Attacked Winnipeg teen Rinelle Harper called a hero and fighter

Attacked Winnipeg teen Rinelle Harper called a hero and fighter

The father of Rinelle Harper, the 16-year-old girl who was sexually assaulted and left unconscious near Winnipeg's Assiniboine River, tried to speak to media but could say few words between sobs.

"Our life is really tough time," the soft-spoken Caesar Harper said Thursday with his head hung down.

He managed to say "thank you so much" to the public for support and prayers before backing away from the microphones.

It was the first time Rinelle's parents have addressed the media since their daughter was attacked on Saturday.

Julie Harper, Rinelle's mother, couldn't speak initially, but then asked for the microphone, saying about her daughter, "She's a fighter, she's a hero to everyone."

When Caesar Harper was asked what Rinelle said when he first saw her in the hospital, he said she wasn't awake.

Then he choked back more sobs and said, "I didn't know what was going to happen to her. She looked so bad, so beaten.

"It's really hard to forget what I saw [but] I'm so glad she's going to be alive."

He added Rinelle "doesn't remember anything that happened to her."

The family, along with some aboriginal leaders, held the news conference in the Winnipeg boardroom for Manitoba Keewatinowi Okimakanak (MKO), an organization representing most First Nations in the province's north.

Rinelle is from Garden Hill First Nation in northern Manitoba, but has been living in Winnipeg while attending Southeast Collegiate, a high school for aboriginal students that is owned and operated by nine northern Manitoba First Nations.

No retaliation

"We see the assault on Rinelle as an assault on all of us," said Greg Harper, chief of Red Sucker First Nation, who attended the news conference as part of MKO.

MKO Grand Chief David Harper said there is a lot of emotion following the attack, both sadness and rage, but he urged people not to retaliate against anyone.

"One family's hurt enough. There are two other families that are hurt already," he said, referring to the arrests of two people in connection to the attack on Rinelle.

Winnipeg police announced Wednesday that two people — Justin Hudson, 20, and a 17-year-old male — have been charged with attempted murder, aggravated sexual assault and sexual assault with a weapon.

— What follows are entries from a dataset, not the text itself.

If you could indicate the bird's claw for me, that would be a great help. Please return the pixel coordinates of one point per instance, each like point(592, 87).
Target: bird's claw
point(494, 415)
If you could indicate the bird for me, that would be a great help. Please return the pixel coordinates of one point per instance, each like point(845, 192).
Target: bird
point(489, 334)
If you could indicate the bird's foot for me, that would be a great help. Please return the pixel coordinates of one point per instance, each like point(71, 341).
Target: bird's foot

Some messages on social media have called for violence against the two accused.

"Please, I plead the people out there on social media, we have to, as chiefs and as others, we have to turn this around," David Harper said. "Today, moving forward as family and as a community, we ask that this is a time the wind has to change. It is in each and every one of us, our responsibility to make that change. We have to put an end to violence."

He also called on Winnipeg's new mayor, Brian Bowman, to open the doors to city hall to hear the concerns of First Nations people.

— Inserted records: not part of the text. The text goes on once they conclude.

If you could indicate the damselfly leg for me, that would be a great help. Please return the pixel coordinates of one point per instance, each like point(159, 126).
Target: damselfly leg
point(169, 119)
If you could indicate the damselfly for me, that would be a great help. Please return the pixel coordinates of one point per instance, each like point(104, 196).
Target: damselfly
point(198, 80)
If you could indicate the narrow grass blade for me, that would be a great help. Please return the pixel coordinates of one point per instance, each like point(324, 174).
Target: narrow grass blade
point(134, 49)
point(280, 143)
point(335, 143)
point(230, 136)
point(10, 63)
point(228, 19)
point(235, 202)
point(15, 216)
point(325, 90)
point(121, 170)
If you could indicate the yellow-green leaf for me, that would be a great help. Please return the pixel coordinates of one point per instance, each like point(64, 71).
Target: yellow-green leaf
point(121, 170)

"For us First Nations to be able to go talk to him and say look, these are the things we need to change, because almost every First Nation community brings its economy to the city of Winnipeg — our children are here, our kids go to school here, there's a lot of concerns we go through," he said.

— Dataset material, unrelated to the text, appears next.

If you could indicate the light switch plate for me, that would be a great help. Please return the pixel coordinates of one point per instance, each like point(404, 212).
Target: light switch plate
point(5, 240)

Wants to go back to school

In one of the moments where she managed a smile, Julie Harper said her daughter is already talking about going back to school, even though she was just moved from the hospital intensive care unit to the children's ward on Wednesday.

​"She's already eager to go back to Southeast Collegiate. She wants to go back this week," Harper said.

Also on Wednesday, students returned to Southeast Collegiate for the first time after the Remembrance Day long weekend. The atmosphere was a sombre one, with lots of counselling taking place, according to school officials.

The school said it's working with the RCMP to do more street-proofing of the students when they come from reserves.

Rinelle lives in residence along with other students, but she was signed out to her parents' care on the night of the attack. The friends she was with that night had been signed out of residence too.

Attacked under bridge

Police said Rinelle was out with friends in Winnipeg's South Broadway area when she became separated from the group.

Two males struck up a conversation with her, and the three of them went for a walk. Once under the Midtown Bridge, in downtown, the pair allegedly "turned on her," police ​Supt. Danny Smyth ​said Wednesday, adding Rinelle was attacked early Saturday, just after midnight, and ended up in the frigid river.

Soaking wet and wearing few clothes, she managed to crawl out of the river a little upstream from where the assault happened, Smyth said. She was then attacked a second time, beaten with a weapon, and "left for dead," he said.

Rinelle was found unconscious by a passerby on the Assiniboine riverwalk at 7 a.m. Saturday. She was rushed to hospital in critical condition and is now in stable condition.

Police said the two males then went on to attack a 23-year-old woman in a similar way at about 2:30 a.m. Saturday, in the area of Portage Avenue and Sherbrook Street, in the city's West End,

The males struck up a conversation with the woman before attacking her with a weapon. She was forced into a back lane where she was sexually assaulted by both men, police said.

They left her there unconscious, but she was later able to get to a nearby residence and contact police, Smyth said.